Science Archives in the 21st Century
The typical sequence of events in data archiving is with a mission getting flown; the data being returned to and analyzed by the team; the data being cleaned up; and finally, the data being archived. It is our belief that this chain of events is fundamentally flawed since the act of archiving data is often not an integral part of the mission. Furthermore, the people most knowledgeable about the data have generally moved on to the next mission and the archiving of data is an afterthought, if even thought about at all. Cleaning and validating data are costprohibitive as well as resource intensive in terms of labor and computing hardware. If done at the end of missions, money is often so tight that there is little incentive to continue with an archive. Furthermore, space physicists have their own ways of handling data resulting in difficulty for interested observers outside the mission.
These dilemmas can be resolved by making the data used by the instrument team identical to the one that is to be archived.

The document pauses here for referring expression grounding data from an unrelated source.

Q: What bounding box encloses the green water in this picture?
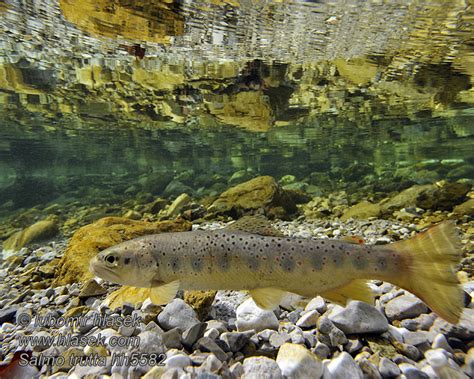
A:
[0,0,473,216]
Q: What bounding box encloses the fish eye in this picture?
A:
[105,254,117,265]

To achieve this, we must develop an ideal data format that is: usable by an instrument team, usable by an archival site, and usable by future scientists analyzing the data. In our framework terminology, what the provider uses for their needs should be identical to what is packaged as a submission information package (SIP) and submitted to archival storage.
Standardizing on a single data format can be achieved by first agreeing to a standard meta-data such as what the SPASE group is doing. The next step is for the space science community to develop a new standard data storage format to which others can agree to use.
The advantages of this approach allow others to develop value added services such as what the virtual observatories are doing as well as allowing instrument teams to continue creating valuable data products throughout the life of the mission that are immediately able to be archived. With this approach, the data is immediately usable to both the instrument team and the general space science community, and will continue to be useful past the life of the mission.
Every instrument group is already defining and distributing data products. However, using a standards based approach, more value added services will become available to the community, thus making the incentive to work with standards easier. As a result, there will be a rich set of tools available to aid the data investigator and data manager alike.
The real challenge is to define what this ideal data storage format would look like. At SwRI, we have developed a data storage format and know some of the challenges of developing a generic data storage format. We know now what we would do differently and what types of things we feel have been done correctly. We plan to discuss what steps can be taken in the future to ensure quality data archives for the entire space science community.